Orações e gritos se misturavam.

Foi o pânico. Muitos passageiros caíram ou se jogaram no mar, afogando-se. Alguns foram tomados pelo desespero. Outros ainda foram devorados vivos por tubarões.

Naquele pandemônio houve inúmeras lutas, mas também gestos de coragem e abnegação. (...) Bem antes da meia-noite o navio estava completamente inundado, subiu verticalmente pela proa e com um último estrondoso gemido (...) afundou, a uma profundidade de mais de 1400 metros. (...) O comandante permaneceu a bordo até o final, tendo os músicos restantes tocado a Marcha Real. Seu corpo nunca foi encontrado. Certamente, pouco antes do navio afundar, muitos tiros foram ouvidos, disparados pelos oficiais que, depois de terem feito todo o possível pelos passageiros, decidiram que eles não enfrentariam o tormento do afogamento. (...) A recuperação dos poucos sobreviventes que tentavam se manter à tona (...) continuou até tarde da noite. Quando, antes do amanhecer, (...) outros vapores brasileiros chegaram, não encontraram mais sobreviventes.

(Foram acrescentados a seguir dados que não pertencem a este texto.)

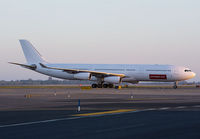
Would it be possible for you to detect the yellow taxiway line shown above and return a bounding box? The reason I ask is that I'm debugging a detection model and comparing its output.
[72,109,136,116]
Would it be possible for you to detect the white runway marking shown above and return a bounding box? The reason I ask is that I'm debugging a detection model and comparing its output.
[0,105,200,128]
[0,117,82,128]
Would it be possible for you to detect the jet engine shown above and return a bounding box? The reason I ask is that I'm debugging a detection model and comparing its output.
[104,76,121,83]
[74,72,91,80]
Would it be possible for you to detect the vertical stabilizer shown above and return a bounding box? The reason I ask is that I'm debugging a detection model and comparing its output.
[19,40,46,64]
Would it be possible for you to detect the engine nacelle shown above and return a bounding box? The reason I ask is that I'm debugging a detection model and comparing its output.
[74,72,91,80]
[104,76,121,83]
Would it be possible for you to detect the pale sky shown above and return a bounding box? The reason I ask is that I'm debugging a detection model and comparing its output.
[0,0,200,81]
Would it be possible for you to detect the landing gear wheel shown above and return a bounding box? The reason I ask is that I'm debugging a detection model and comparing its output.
[108,84,114,88]
[115,86,119,89]
[173,85,178,89]
[92,84,97,88]
[103,84,108,88]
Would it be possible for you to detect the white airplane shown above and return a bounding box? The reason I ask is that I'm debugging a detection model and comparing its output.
[9,40,196,88]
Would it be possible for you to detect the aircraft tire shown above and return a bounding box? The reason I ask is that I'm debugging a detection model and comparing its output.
[103,84,108,88]
[92,84,97,88]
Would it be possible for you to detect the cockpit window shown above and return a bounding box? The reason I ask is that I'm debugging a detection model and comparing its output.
[185,69,192,72]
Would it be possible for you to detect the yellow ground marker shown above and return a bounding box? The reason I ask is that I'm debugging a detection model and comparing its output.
[129,98,173,100]
[72,109,136,116]
[81,86,91,90]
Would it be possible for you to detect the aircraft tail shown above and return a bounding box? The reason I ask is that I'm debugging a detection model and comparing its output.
[19,40,46,64]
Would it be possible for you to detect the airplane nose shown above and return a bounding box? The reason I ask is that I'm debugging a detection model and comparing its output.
[192,72,196,78]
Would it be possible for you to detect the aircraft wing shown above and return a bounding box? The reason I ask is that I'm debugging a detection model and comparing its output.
[8,62,37,70]
[40,63,125,78]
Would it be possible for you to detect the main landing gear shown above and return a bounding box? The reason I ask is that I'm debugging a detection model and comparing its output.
[91,84,114,88]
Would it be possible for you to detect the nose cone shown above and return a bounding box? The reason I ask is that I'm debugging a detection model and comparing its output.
[192,72,196,78]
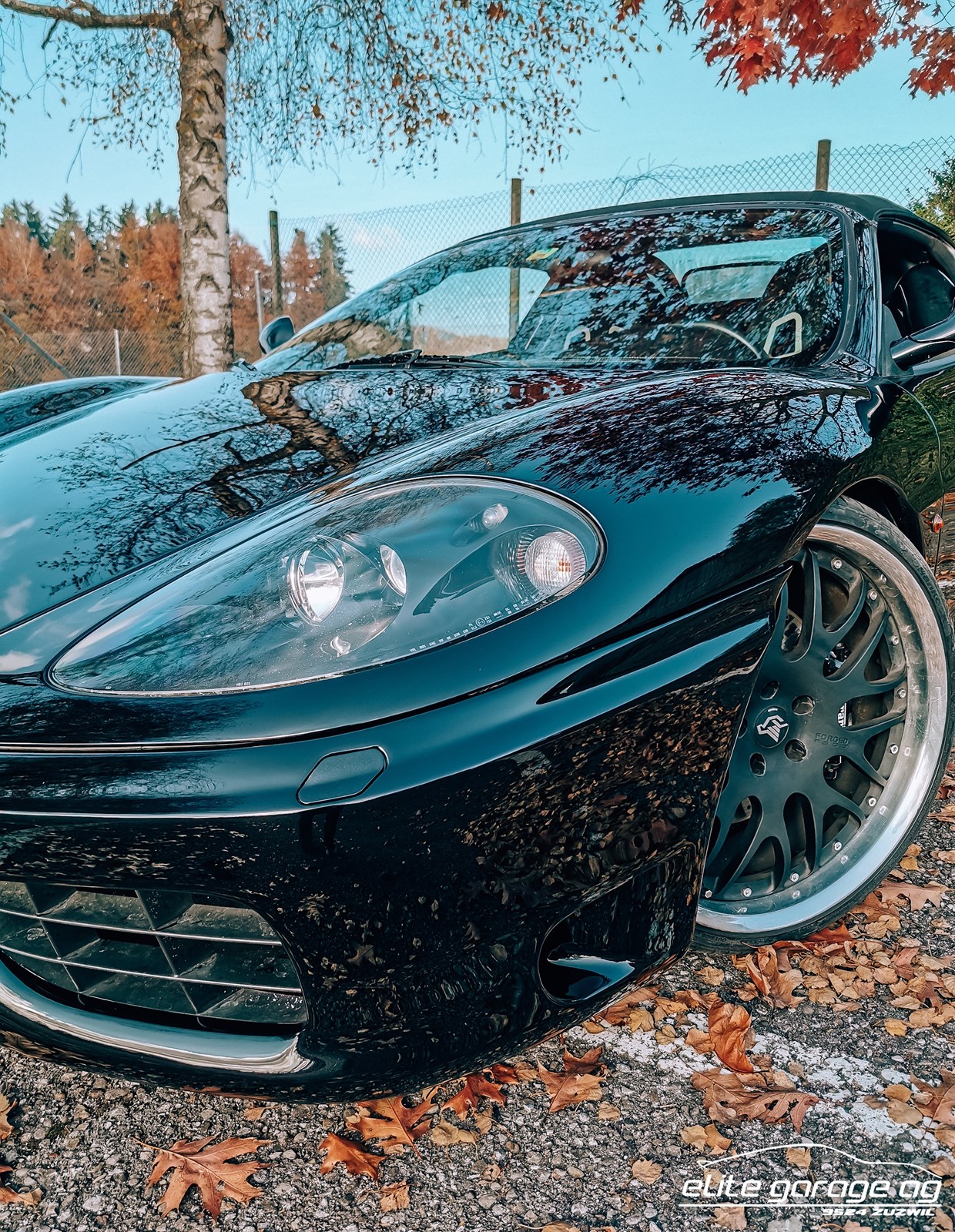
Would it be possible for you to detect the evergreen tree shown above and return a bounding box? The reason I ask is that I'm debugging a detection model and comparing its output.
[318,223,351,312]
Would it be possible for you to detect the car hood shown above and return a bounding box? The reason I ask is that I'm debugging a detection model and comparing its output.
[0,365,620,630]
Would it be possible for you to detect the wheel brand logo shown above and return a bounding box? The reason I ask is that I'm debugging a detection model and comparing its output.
[756,710,789,744]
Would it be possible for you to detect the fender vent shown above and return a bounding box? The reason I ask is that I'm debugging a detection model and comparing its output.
[0,881,306,1033]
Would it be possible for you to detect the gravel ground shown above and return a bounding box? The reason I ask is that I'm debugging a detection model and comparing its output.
[0,795,955,1232]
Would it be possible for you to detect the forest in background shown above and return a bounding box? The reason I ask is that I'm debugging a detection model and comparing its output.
[0,195,350,379]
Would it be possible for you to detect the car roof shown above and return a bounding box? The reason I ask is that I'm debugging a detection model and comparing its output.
[489,189,945,243]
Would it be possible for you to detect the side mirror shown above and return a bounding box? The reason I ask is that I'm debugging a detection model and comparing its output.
[259,316,294,355]
[890,312,955,368]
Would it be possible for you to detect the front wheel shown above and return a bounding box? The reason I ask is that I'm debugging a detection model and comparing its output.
[696,499,955,951]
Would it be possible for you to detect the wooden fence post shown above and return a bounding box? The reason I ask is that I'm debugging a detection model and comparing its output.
[269,209,282,316]
[816,137,832,192]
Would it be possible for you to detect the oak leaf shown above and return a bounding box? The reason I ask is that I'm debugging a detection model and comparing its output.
[0,1164,43,1206]
[143,1135,270,1220]
[430,1121,478,1148]
[630,1160,663,1185]
[680,1123,733,1156]
[538,1049,606,1113]
[709,1000,756,1073]
[746,945,806,1009]
[318,1133,384,1181]
[0,1094,17,1142]
[692,1070,819,1131]
[378,1180,410,1212]
[347,1086,436,1154]
[441,1074,508,1121]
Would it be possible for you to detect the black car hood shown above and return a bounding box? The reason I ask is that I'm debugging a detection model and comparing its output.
[0,365,620,630]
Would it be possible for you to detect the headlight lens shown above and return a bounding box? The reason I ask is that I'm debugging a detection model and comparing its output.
[52,477,601,696]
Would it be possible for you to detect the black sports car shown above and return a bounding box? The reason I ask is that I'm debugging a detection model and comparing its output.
[0,193,955,1099]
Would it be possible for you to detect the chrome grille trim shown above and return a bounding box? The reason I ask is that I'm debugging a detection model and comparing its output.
[0,881,306,1033]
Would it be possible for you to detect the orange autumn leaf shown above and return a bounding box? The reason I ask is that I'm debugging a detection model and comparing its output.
[692,1070,819,1131]
[0,1164,43,1206]
[441,1074,518,1121]
[746,945,806,1009]
[318,1133,384,1180]
[143,1135,270,1220]
[709,1000,756,1073]
[347,1086,436,1154]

Aquele navio, com quase 150 metros de comprimento, foi o orgulho da marinha mercante no início do século, o mais prestigioso transatlântico da frota italiana, transportou personalidades como Arturo Toscanini, Luigi Pirandello (...). Mas aqueles tempos passaram em um momento. No meio, houve uma guerra mundial, e o desgaste, a negligência e a escassa manutenção fizeram o resto. (...) Quando partiu para sua viagem final, para perplexidade de seu próprio comandante, tinha mais de 1.200 passageiros a bordo, a maioria migrantes do Piemonte, Ligúria e Vêneto. Mas também das Marcas, da Basilicata, da Calábria. Segundo dados fornecidos pelas autoridades italianas na época, pouco mais de 300 pessoas morreram no desastre, a maioria delas tripulantes; mas jornais sul-americanos relataram um número muito maior, mais que o dobro, incluindo também imigrantes ilegais, várias dezenas de emigrantes sírios e trabalhadores agrícolas que foram do interior da Itália para a América do Sul durante o inverno.

Minimizado ou encoberto pelos órgãos do regime, esse naufrágio foi o “Titanic” italiano.

Não sei dizer quantas vezes ouvi a história daquele navio que levava o nome da filha do Rei Vittorio Emanuele III (...). O Princesa Mafalda. Contaram essa história na família. Contaram isso na vizinhança. Era cantada nas canções populares dos migrantes, de um lado do oceano ao outro (...). Meus avós e seu único filho, Mario, o jovem que se tornaria meu pai, haviam comprado a passagem para aquela longa travessia, para aquele navio que zarpou do porto de Gênova em 11 de outubro de 1927, com destino a Buenos Aires. Mas não embarcaram. (...) Eles não conseguiram vender o que possuíam a tempo. No final, apesar de tudo, os Bergoglios foram obrigados a trocar a passagem e adiar a partida para a Argentina. É por isso que estou aqui agora. Vocês não imaginam quantas vezes me peguei agradecendo à Divina Providência.